A modern RAG ingestion pipeline from Nvidia
Project description
Quick Start for NeMo Retriever Library
NeMo Retriever Library is a retrieval-augmented generation (RAG) ingestion pipeline for documents that can parse text, tables, charts, and infographics. NeMo Retriever Library parses documents, creates embeddings, optionally stores embeddings in LanceDB, and performs recall evaluation.
This quick start guide shows how to run NeMo Retriever Library in library mode, directly from your application, without Docker. In library mode, NeMo Retriever Library supports two deployment options:
- Load Hugging Face models locally on your GPU.
- Use locally deployed NeMo Retriever NIM endpoints for embedding and OCR.
You’ll set up a CUDA 13–compatible environment, install the library and its dependencies, and run GPU‑accelerated ingestion pipelines that convert PDFs, HTML, plain text, and audio into vector embeddings stored in LanceDB, with optional Ray‑based scaling and built‑in recall benchmarking.
Prerequisites
Before you start, make sure your system meets the following requirements:
- The host is running CUDA 13.x so that
libcudart.so.13is available. - Your GPUs are visible to the system and compatible with CUDA 13.x.
If optical character recognition (OCR) fails with a
libcudart.so.13error, install the CUDA 13 runtime for your platform and updateLD_LIBRARY_PATHto include the CUDA lib64 directory, then rerun the pipeline.
For example, the following command can be used to update the LD_LIBRARY_PATH value.
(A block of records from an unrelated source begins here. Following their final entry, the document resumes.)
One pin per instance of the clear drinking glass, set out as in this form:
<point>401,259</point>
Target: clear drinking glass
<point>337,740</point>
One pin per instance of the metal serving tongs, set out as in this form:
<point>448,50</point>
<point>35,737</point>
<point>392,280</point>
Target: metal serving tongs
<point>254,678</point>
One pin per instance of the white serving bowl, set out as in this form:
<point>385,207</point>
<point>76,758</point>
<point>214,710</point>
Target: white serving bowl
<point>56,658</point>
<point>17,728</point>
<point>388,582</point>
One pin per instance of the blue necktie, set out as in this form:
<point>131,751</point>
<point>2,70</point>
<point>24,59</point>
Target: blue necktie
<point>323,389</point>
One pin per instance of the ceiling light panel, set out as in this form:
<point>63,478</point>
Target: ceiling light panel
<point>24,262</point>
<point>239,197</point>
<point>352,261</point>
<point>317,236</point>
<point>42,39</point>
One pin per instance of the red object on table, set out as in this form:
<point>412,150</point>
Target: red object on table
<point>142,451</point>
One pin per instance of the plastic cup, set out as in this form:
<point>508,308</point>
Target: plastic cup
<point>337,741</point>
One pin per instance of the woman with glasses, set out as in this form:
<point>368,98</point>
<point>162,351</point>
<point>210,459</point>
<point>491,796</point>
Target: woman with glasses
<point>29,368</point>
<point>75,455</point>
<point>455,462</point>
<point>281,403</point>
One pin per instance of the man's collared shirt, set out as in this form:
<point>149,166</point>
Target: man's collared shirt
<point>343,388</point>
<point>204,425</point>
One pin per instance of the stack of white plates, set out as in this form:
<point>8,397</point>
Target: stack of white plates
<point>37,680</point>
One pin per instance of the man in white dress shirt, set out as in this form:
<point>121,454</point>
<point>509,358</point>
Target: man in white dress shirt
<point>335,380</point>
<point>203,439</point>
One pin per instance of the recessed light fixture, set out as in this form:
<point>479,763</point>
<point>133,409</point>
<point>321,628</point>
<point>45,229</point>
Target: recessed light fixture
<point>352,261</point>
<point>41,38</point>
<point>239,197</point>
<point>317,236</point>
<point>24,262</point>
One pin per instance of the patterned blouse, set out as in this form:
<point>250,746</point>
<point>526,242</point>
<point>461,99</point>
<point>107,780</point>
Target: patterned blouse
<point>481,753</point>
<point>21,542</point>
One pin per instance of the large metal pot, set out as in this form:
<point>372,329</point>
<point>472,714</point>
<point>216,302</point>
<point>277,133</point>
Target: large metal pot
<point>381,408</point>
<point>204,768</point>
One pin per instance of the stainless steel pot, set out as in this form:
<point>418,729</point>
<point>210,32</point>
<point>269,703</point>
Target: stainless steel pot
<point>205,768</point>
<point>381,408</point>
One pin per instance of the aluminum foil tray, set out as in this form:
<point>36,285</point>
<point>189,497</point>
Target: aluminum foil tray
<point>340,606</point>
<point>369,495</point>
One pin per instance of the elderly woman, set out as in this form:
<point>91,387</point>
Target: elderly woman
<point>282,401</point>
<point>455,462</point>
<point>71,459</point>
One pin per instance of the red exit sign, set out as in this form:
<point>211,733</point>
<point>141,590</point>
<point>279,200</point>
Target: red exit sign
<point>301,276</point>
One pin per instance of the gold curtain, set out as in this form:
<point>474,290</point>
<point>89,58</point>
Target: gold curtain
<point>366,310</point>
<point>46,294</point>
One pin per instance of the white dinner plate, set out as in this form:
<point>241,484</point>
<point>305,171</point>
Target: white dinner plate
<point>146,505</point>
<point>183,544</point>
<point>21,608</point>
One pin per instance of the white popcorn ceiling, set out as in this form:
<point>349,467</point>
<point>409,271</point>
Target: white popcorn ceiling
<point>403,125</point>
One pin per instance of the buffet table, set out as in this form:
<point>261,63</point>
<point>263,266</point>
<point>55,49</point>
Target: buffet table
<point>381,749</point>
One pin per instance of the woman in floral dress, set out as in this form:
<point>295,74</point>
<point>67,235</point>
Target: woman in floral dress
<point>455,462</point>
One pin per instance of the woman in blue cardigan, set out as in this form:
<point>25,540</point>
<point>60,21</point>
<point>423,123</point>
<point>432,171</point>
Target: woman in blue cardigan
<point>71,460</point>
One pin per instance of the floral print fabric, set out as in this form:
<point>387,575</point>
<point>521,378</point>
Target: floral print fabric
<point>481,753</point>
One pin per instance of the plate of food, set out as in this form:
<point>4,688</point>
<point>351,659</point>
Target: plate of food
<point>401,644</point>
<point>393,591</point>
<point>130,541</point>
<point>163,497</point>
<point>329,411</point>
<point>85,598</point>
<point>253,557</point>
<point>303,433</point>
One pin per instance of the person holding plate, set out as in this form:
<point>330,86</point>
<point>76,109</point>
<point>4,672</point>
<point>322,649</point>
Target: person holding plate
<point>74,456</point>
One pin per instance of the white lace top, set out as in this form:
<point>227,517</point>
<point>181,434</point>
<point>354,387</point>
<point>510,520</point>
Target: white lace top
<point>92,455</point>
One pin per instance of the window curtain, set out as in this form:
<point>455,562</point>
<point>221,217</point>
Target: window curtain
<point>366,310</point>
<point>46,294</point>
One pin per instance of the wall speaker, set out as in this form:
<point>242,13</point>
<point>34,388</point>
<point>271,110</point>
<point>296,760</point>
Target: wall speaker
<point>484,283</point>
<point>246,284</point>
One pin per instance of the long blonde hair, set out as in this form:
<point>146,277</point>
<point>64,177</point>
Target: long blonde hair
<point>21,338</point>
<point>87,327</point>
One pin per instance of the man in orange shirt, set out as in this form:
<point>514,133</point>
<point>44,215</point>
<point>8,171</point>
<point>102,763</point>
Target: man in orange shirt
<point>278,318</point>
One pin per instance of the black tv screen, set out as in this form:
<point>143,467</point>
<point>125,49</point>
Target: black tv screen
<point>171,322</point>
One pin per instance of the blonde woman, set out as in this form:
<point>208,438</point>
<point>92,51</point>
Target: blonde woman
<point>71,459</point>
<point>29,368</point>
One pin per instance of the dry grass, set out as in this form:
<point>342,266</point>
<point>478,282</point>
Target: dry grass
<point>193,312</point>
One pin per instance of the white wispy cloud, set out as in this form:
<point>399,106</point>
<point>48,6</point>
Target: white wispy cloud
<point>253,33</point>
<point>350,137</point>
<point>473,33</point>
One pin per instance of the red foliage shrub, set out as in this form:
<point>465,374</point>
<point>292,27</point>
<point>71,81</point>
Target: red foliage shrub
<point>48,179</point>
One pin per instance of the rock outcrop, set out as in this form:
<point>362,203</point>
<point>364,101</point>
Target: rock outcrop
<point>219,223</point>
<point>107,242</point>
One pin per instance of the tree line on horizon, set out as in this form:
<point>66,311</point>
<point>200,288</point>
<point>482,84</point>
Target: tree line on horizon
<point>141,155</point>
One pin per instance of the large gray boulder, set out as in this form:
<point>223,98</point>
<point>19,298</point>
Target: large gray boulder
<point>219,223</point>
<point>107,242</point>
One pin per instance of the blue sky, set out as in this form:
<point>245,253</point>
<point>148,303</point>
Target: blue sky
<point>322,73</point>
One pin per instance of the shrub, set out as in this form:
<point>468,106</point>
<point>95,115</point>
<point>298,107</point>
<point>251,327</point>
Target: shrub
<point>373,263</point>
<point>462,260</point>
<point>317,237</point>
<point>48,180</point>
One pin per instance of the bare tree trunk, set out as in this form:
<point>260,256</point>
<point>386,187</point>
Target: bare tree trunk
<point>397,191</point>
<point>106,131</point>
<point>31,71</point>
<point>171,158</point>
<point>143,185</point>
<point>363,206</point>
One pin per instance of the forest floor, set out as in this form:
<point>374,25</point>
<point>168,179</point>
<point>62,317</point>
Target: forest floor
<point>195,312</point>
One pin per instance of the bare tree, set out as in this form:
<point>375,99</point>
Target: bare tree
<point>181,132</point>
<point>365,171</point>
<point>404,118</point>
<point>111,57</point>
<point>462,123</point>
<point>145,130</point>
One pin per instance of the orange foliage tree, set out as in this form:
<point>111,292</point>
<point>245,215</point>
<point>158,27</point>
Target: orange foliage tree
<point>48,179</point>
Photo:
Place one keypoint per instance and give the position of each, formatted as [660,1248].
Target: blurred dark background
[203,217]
export LD_LIBRARY_PATH=${LD_LIBRARY_PATH}:/usr/local/cuda/lib64
Setup your environment
Complete the following steps to setup your environment. You will create and activate isolated Python and project virtual environments, install the NeMo Retriever Library and its CUDA 13–compatible GPU dependencies, and then run the ingestion, benchmarking, and audio pipelines to validate the full setup.
- Create and activate the NeMo Retriever Library environment
Before installing NeMo Retriever Library, create an isolated Python environment so its dependencies do not conflict with other projects on your system. In this step, you set up a new virtual environment and activate it so that all subsequent installs are scoped to NeMo Retriever Library.
In your terminal, run the following commands from any location.
uv venv .nemotron-ocr-test --python 3.12
source .nemotron-ocr-test/bin/activate
uv pip install -i https://test.pypi.org/simple/ --extra-index-url https://pypi.org/simple nemo-retriever
This creates a dedicated Python environment and installs the nemo-retriever PyPI package, the canonical distribution for the NeMo Retriever Library.
- Install NeMo Retriever Library and Dependencies
Install the latest nightly builds of the NeMo Retriever Library so you can test the most recent features and fixes before they are rolled into a stable release.
In this step, you install the core library, its API layer, and the client package, ensuring the ingestion pipeline and related tooling all come from a consistent, up‑to‑date version set.
In your terminal, run the following commands from any location.
uv pip install -i https://test.pypi.org/simple nemo-retriever==2026.3.3.dev20260303 nemo-retriever-api==2026.3.3.dev20260303 nemo-retriever-client==2026.3.3.dev20260303 --no-deps
uv pip install nemo-retriever nemo-retriever-api nemo-retriever-client
These packages provide the ingestion pipeline and APIs used by NeMo Retriever Library until everything is consolidated under the single nemo-retriever surface.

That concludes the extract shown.